Multimodal Biosignal Analysis Algorithm for the Classification of Resuscitation Cardiac Rhythms

Haizea Lasa1, Unai Irusta2, Trygve Eftestøl3, Elisabete Aramendi2, Ali Bahrami Rad4, Jo Kramer-Johansen5, Lars Wik5
1University of the Basque Country (UPV/EHU), 2UPV/EHU, 3University of Stavanger, 4Emory University, 5Oslo University Hospital


Introduction: Monitoring the heart rhythm during out-of-hospital cardiac arrest (OHCA) is essential to improve treatment quality. OHCA rhythms fall into five categories: asystole (AS), pulseless electrical activity (PEA), pulse-generating rhythms (PR), ventricular fibrillation (VF) and ventricular tachycardia (VT). OHCA patients are monitored using defibrillators that record the ECG and the thorax impedance (TI) concurrently through the defibrillation pads.

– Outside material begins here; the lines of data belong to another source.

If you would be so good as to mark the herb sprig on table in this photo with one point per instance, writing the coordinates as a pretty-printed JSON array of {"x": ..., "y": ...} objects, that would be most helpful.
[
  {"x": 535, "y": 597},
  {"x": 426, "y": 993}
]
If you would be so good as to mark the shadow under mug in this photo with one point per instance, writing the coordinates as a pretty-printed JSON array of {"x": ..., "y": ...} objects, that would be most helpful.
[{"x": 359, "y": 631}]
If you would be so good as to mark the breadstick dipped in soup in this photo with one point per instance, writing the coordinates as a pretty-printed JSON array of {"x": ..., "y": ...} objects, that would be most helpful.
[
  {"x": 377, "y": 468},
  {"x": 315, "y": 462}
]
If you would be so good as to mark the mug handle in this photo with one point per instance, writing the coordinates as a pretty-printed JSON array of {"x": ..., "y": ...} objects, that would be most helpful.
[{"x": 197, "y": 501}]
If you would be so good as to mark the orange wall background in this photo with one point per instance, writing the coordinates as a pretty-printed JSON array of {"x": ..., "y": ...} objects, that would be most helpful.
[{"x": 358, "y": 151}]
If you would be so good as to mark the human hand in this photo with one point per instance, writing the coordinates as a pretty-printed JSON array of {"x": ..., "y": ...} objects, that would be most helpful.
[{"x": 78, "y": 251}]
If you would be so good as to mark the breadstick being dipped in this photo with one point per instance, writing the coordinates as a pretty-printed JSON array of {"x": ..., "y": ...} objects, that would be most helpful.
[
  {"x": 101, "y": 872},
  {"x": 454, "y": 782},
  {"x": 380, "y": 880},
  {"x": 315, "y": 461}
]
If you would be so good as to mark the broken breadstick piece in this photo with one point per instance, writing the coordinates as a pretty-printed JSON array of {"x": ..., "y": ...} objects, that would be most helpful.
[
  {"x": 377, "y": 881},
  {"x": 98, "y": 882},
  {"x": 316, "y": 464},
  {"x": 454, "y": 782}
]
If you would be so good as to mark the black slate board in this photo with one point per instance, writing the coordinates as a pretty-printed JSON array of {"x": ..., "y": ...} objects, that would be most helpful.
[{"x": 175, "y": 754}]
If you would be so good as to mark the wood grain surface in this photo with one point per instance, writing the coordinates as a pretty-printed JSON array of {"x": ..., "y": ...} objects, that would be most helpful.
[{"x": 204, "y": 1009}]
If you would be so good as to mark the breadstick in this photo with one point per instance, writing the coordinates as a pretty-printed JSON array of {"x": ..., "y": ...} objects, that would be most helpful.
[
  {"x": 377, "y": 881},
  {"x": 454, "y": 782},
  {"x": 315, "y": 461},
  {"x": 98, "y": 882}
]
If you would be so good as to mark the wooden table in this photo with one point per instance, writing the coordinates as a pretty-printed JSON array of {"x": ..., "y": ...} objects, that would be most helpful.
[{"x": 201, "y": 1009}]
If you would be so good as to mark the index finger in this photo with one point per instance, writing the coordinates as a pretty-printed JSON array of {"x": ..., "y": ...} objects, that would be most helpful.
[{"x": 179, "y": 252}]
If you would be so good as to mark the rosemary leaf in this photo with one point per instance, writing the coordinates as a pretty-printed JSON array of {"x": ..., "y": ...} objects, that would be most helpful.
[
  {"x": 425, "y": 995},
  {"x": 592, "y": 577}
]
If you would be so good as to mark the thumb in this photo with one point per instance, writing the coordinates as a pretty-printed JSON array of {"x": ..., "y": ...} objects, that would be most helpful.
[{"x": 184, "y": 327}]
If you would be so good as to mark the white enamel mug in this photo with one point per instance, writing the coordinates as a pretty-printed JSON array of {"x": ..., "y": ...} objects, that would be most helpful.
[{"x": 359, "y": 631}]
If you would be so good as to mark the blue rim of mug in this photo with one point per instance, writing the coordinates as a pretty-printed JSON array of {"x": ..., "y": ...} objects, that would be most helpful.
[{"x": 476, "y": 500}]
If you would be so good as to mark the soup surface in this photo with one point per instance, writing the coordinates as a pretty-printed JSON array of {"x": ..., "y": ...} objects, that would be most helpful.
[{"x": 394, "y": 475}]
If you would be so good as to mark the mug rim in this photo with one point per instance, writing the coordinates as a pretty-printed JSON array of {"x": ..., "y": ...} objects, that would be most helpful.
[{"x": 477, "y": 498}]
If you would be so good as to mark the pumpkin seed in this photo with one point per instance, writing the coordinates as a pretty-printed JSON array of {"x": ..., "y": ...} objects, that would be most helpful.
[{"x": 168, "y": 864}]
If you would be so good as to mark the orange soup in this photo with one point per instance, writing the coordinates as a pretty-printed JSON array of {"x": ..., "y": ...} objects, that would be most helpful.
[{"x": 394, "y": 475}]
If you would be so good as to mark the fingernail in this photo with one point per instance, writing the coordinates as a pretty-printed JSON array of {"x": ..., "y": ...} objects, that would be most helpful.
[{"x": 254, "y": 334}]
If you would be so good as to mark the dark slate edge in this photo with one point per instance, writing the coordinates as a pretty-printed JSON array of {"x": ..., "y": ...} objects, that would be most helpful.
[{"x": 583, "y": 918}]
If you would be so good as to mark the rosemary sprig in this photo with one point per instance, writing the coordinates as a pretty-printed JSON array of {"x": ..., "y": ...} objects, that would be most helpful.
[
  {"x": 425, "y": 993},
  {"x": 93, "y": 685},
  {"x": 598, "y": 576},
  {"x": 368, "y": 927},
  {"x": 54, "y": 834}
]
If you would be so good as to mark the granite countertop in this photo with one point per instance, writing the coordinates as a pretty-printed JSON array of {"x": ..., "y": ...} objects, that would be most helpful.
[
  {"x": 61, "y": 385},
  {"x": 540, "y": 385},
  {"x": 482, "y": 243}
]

The aim of this study was to develop an algorithm to classify OHCA rhythms using the signals recorded by the defibrillation pads.

Materials and methods: Defibrillator data from 100 OHCA patients from three European locations (42 Akershus, Norway; 30 Stockholm, Sweden; 28 London, UK) were analysed and 2833 4-second segments were extracted: 423 AS, 912 PE, 689 PR, 643 VF, and 166 VT. The stationary wavelet transform was used to obtain 95 features from the ECG and the TI. Random Forest (RF) classifiers were used, features were ranked during training using RF-importance, and models with increasing number of features were evaluated. Data were partitioned patient-wise in a quasi-stratified way into training (70%) and test (30%) sets. The process was repeated 100 times to statistically characterise the results. The models were evaluated using the per-class sensitivity (Se), and the unweighted mean of sensitivities (UMS) as global performance metric.

Results: The best classifier was obtained combining 20 ECG and TI features, achieving a median (90% confidence interval) UMS value of 87.4% (82.5-91.0), 0.7 percentage points above that of the best model using only the ECG (needing 30 features). The Se for AS/PEA/PR/VF/VT were 97.1% (94.1-99.3), 79.1% (64.6-89.9), 87.2% (74.7-94.5), 93.3% (87.9-97.7) and 82.5% (61.3-93.5), respectively.

Conclusion: A robust and accurate approach for multiclass OHCA rhythm classification has been presented. Adding the TI improves the accuracy of current rhythm classifiers based exclusively on the ECG.